Togg wird sein SUV für den Heimatmarkt und den Rest Europas in zwei optisch unterschiedlichen Varianten anbieten.
Togg wird sein SUV für den Heimatmarkt und den Rest Europas in zwei optisch unterschiedlichen Varianten anbieten.

Die Türkei möchte zu einer echten Autonation werden. In dem Land am Bosporus laufen zwar schon jetzt Hunderttausende Autos pro Jahr vom Band – allerdings ausschließlich von ausländischen Herstellern wie Ford, Hyundai oder Fiat. Eine eigene Automarke konnte die Türkei jahrelang nicht vorweisen.
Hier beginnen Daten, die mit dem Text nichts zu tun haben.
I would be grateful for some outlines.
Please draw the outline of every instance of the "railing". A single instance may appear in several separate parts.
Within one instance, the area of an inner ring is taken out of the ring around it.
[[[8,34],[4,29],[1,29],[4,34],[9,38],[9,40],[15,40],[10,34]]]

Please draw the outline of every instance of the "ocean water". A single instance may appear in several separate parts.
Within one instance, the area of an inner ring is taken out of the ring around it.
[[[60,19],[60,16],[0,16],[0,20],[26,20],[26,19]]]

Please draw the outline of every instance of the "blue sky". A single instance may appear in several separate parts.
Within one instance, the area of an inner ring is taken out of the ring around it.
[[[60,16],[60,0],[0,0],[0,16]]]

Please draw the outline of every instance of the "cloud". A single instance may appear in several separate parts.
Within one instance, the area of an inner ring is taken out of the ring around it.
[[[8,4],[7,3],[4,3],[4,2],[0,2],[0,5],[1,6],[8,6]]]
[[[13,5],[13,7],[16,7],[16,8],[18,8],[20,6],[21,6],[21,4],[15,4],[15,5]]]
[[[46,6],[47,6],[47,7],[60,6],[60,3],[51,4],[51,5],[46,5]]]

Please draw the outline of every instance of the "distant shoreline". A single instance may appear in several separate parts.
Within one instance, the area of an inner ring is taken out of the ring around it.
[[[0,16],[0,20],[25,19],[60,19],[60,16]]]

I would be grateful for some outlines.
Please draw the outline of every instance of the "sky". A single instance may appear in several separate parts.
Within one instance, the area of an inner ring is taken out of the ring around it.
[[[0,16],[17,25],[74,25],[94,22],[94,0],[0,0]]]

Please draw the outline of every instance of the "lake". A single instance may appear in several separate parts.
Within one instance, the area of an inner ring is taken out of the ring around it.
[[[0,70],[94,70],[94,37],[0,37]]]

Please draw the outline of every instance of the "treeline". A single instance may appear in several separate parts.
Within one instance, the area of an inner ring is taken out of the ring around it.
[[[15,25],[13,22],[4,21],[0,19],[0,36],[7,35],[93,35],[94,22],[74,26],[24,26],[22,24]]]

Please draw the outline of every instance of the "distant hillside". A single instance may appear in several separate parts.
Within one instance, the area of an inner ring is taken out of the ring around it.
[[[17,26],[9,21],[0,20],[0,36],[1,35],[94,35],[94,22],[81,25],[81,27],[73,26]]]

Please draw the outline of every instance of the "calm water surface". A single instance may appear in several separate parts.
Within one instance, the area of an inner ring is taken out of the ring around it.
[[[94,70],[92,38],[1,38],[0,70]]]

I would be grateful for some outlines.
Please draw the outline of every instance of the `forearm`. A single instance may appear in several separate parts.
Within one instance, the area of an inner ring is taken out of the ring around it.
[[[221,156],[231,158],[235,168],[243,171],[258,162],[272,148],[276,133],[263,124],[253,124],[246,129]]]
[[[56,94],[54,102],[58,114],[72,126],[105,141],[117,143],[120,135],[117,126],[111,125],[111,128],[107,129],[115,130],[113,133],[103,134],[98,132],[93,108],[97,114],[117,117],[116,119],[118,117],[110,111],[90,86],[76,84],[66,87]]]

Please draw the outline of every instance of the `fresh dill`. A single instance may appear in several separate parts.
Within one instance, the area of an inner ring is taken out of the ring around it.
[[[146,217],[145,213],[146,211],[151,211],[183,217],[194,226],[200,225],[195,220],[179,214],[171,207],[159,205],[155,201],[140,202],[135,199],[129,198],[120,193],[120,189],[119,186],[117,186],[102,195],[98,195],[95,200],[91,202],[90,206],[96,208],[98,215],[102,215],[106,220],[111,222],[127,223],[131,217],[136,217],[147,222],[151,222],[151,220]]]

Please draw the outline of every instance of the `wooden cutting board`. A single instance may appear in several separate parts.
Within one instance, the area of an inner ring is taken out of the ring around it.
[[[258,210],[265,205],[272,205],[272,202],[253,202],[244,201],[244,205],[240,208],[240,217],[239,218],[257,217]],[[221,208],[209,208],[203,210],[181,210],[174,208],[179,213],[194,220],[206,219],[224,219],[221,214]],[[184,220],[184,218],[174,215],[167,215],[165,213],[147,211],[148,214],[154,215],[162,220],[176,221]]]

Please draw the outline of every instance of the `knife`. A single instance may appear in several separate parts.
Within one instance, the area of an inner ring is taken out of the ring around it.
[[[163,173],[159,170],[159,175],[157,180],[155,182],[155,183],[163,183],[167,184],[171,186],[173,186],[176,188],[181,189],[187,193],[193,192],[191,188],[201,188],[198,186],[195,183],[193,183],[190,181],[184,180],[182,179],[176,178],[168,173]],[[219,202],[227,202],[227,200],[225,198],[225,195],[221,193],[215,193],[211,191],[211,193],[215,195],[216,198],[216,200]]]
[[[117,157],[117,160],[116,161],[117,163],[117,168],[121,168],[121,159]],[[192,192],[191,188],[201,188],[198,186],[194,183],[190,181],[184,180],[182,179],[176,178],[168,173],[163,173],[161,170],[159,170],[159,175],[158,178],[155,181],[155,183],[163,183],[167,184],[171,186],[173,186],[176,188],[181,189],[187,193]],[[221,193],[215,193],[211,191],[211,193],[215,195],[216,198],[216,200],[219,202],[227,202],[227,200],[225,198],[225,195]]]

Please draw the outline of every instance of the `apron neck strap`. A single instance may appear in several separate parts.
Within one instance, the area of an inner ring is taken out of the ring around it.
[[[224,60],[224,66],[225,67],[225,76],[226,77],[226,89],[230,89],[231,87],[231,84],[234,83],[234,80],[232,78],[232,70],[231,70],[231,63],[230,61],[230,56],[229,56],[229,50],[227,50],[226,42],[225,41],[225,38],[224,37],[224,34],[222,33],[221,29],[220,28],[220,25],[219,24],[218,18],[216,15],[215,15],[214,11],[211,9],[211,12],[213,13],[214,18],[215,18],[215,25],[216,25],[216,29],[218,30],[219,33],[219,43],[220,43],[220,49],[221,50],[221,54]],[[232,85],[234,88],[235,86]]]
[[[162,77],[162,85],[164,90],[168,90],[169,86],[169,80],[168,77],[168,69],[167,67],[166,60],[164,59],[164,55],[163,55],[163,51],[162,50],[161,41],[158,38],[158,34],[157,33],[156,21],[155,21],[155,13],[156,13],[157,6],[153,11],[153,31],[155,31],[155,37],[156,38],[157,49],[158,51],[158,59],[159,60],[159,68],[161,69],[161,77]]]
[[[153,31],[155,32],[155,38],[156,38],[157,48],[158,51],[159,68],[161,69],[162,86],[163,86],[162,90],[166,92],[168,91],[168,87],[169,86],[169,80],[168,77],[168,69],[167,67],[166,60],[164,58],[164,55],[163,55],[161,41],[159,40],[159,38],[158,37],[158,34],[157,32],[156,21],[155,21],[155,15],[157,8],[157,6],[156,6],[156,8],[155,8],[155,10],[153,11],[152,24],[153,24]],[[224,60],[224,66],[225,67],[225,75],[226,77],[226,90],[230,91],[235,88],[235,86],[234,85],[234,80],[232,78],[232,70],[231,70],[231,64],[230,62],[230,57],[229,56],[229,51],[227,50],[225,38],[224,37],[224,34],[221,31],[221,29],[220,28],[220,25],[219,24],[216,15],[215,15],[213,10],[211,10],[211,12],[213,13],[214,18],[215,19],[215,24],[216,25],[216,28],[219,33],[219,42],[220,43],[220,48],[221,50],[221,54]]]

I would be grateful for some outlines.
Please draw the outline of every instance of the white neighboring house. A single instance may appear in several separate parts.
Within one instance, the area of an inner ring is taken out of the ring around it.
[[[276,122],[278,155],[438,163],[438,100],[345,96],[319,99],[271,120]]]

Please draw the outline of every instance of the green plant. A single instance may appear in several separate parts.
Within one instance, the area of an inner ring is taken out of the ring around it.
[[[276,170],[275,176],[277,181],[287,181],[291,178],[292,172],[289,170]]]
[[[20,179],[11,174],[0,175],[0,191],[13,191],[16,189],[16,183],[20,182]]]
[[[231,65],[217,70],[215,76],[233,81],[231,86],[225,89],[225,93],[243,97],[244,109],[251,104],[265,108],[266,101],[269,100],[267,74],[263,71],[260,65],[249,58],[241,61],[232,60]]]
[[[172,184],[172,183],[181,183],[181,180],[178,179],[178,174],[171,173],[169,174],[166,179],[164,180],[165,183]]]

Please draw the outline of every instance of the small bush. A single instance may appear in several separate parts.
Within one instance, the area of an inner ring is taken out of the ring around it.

Um das zu ändern, rief Präsident Recep Tayyip Erdogan ein Joint Venture ins Leben, das unter dem Markennamen Togg Elektroautos entwickeln und später bauen sollte. Laut dem "Handelsblatt" investierte das türkische Industrieministerium 22 Milliarden Lira, also umgerechnet rund 2,5 Milliarden Euro in das Unternehmen, das von dem ehemaligen Bosch-Manager Gürcan Karakas geführt wird.
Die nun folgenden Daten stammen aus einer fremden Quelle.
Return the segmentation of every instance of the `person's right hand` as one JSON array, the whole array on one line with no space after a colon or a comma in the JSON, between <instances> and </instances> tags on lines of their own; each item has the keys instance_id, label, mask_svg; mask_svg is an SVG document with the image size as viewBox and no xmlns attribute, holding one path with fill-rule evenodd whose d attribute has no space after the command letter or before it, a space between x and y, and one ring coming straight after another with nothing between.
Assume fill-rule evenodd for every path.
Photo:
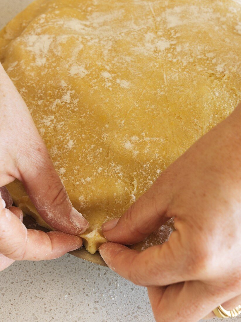
<instances>
[{"instance_id":1,"label":"person's right hand","mask_svg":"<svg viewBox=\"0 0 241 322\"><path fill-rule=\"evenodd\" d=\"M63 232L26 229L21 211L11 207L11 197L3 187L15 178L45 221ZM89 223L73 208L26 104L0 64L1 187L0 270L13 260L51 259L82 245L75 235L84 232Z\"/></svg>"},{"instance_id":2,"label":"person's right hand","mask_svg":"<svg viewBox=\"0 0 241 322\"><path fill-rule=\"evenodd\" d=\"M104 223L108 266L147 287L158 322L194 322L241 304L241 104L163 171L119 220ZM169 241L142 240L174 217Z\"/></svg>"}]
</instances>

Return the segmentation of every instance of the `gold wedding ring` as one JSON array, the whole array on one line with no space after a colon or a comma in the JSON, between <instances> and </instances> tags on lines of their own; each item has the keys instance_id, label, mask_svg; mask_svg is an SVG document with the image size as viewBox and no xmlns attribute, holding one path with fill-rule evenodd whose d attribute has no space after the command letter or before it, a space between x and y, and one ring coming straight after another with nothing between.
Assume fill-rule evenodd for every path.
<instances>
[{"instance_id":1,"label":"gold wedding ring","mask_svg":"<svg viewBox=\"0 0 241 322\"><path fill-rule=\"evenodd\" d=\"M238 305L232 310L230 311L226 310L221 305L219 305L213 311L216 317L228 318L229 317L237 317L241 313L241 305Z\"/></svg>"}]
</instances>

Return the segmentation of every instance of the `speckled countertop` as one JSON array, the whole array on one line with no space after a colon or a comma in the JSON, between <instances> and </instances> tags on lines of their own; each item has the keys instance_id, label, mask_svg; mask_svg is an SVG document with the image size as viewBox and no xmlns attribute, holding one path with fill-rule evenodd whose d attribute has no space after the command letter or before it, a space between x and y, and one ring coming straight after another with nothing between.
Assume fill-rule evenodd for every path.
<instances>
[{"instance_id":1,"label":"speckled countertop","mask_svg":"<svg viewBox=\"0 0 241 322\"><path fill-rule=\"evenodd\" d=\"M0 0L0 28L31 2ZM154 321L145 288L68 254L15 262L0 281L1 322Z\"/></svg>"}]
</instances>

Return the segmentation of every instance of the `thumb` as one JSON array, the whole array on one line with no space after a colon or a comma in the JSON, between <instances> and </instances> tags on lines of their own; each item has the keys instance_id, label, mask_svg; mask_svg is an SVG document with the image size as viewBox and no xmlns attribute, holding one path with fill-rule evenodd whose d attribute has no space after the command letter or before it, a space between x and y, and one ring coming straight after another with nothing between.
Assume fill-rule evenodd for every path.
<instances>
[{"instance_id":1,"label":"thumb","mask_svg":"<svg viewBox=\"0 0 241 322\"><path fill-rule=\"evenodd\" d=\"M26 151L29 155L31 151L32 155L29 155L28 157L25 155L19 159L20 180L39 214L47 223L67 233L82 233L89 223L73 207L40 137L38 140L34 148L30 149L29 146Z\"/></svg>"},{"instance_id":2,"label":"thumb","mask_svg":"<svg viewBox=\"0 0 241 322\"><path fill-rule=\"evenodd\" d=\"M163 176L159 177L120 218L102 225L108 240L126 245L138 242L169 219L165 215L170 194L164 187Z\"/></svg>"},{"instance_id":3,"label":"thumb","mask_svg":"<svg viewBox=\"0 0 241 322\"><path fill-rule=\"evenodd\" d=\"M10 133L7 149L11 146L18 171L17 175L13 174L11 176L22 181L47 223L67 233L82 233L89 227L89 223L73 207L27 106L1 64L0 73L1 107L5 111L6 118L3 129ZM9 115L11 118L8 120ZM17 120L14 119L16 115Z\"/></svg>"}]
</instances>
Die Technik der E-Autos kann sich sehen lassen

Im Dezember 2019 wurden in der Küstenstadt Gebze nahe Istanbul feierlich die ersten beiden Modelle des neugegründeten Autobauers enthüllt. Bei der klassischen Stufenheck-Limousine und dem Kompakt-SUV handelte es sich jedoch noch um seriennahe Prototypen. Erdogan drehte im Rahmen der Präsentation bereits öffentlichkeitswirksam eine Testrunde in dem SUV. Im vergangenen August wurde kommuniziert, dass der Erstling mit dem Segen des Präsidenten ab dem vierten Quartal des nächsten Jahres vom Band laufen soll. Davor wurde weniger präzise nur von 2022 gesprochen.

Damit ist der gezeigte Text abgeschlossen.